Google is touting a new feature for their mobile VoIP application, Google Voice: instant notification of new SMS text messages and voicemails. You may have thought an app meant to replace your phone’s functions would already be doing that, but in reality, Google Voice delayed notifications for 15 minutes by default. You could change this to 5 minutes or force a refresh manually, but many don’t bother tweaking settings or obsessively refreshing just to see if they have new messages. Now that’s no longer necessary – messages are delivered almost immediately.
According to news posted on the Google Voice blog, the new notification feature called “Inbox Synchronization” will notify your Android-powered device (sorry, iPhone users!) of new messages “within seconds” of receiving them. That’s not exactly real-time, but close enough – at least now your text messaging friends won’t think you’re ignoring them.
Unfortunately, this feature isn’t being switched on automatically – Google Voice users will have to make the adjustments themselves. To enable it, you’ll need to open the Google Voice settings on your phone and touch Refresh and notification. Doing so will automatically disable SMS forwarding to your phone, too, so you won’t receive duplicate notifications.
Also included in the update is a new pop-up bar that appears when you tap a contact’s photo. From here, you can quickly respond via voicemail, email or IM.
Google Voice: Not There Yet?
Despite this obviously welcome advance for the Google Voice app on Android handsets, some are still questioning why the service hasn’t been better integrated with the mobile operating system itself. Only days ago, tech guru and founder of O’Reilly Media, Tim O’Reilly, posted on Google’s new service, Buzz: “What’s with Google Voice as a second-class citizen on Android?”
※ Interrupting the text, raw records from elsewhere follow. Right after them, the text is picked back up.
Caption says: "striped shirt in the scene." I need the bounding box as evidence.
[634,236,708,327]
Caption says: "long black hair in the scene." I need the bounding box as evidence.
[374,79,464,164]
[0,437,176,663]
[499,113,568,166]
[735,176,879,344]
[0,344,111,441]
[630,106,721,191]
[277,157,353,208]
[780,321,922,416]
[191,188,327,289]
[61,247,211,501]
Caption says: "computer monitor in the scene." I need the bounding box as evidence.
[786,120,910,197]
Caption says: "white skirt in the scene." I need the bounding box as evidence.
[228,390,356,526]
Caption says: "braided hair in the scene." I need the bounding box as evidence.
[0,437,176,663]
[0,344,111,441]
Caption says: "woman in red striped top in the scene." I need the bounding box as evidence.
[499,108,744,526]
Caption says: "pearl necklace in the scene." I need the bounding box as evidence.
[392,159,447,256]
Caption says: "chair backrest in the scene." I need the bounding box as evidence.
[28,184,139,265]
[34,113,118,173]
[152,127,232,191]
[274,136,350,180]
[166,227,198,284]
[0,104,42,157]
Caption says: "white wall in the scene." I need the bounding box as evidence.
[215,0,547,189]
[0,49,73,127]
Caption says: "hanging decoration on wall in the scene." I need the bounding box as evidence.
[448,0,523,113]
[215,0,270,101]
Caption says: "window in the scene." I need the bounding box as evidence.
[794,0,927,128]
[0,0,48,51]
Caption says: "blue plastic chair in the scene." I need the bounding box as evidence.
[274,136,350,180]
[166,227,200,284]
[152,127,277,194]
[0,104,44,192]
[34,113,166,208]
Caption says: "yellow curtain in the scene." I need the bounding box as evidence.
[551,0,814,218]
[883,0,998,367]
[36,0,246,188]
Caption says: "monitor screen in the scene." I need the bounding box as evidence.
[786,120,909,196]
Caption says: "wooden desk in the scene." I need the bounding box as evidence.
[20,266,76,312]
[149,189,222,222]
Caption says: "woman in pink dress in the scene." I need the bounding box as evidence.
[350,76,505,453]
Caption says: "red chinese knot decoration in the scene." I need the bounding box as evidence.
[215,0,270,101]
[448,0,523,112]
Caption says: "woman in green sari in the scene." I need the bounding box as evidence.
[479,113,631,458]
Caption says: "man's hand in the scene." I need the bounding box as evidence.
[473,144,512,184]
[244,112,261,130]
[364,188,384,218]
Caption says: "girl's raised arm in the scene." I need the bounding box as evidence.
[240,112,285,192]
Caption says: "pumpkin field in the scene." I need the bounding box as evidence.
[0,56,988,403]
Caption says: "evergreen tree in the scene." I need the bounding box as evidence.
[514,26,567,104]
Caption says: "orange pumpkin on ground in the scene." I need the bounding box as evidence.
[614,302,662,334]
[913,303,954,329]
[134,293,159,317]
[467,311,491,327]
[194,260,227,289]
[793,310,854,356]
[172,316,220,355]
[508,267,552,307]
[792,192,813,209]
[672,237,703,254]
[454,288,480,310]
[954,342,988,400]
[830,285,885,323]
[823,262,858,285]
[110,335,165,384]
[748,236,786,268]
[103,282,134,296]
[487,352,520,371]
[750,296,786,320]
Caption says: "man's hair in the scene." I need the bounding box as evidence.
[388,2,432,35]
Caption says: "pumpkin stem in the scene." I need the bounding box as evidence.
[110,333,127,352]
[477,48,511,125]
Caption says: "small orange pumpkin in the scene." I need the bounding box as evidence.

He cites a few examples of improvements that he believes should be made specifically regarding the app’s voicemail feature. “There’s no link to [voicemail] from the phone app, even if it’s installed, so you have to use the old-fashioned voice mail, or else check it in a separate application,” he notes. “Phone numbers that are left in messages are not clickable dial links when the message is transcribed.”
Soon after, dozens of commenters chimed in, some with their own gripes, mentioning issues with transcriptions and making calls. However, more were actually sticking up for the service than complaining.
Anecdotally, we’ve heard stories from Google Voice users who’ve complained about minor issues that, on their own, don’t seem like “make it or break it” bugs. But they can be irksome enough that some of these users aren’t making a full transition from phone-based calls, texts and voicemail over to the VoIP application. That may change in the future as Google pushes out more updates and bug fixes…at least we hope it will.
In the meantime, at least some people are having fun with the service’s issues. For example, over on the Facebook page ****GoogleVoiceSaid, mimicked after the Twitter account with a similar name, users share the worst (and funniest) translations Google Voice has created. An example post: “This is or you need the hello. Yeah for hello hello at.” Sounds like voice recognition still has a ways to go.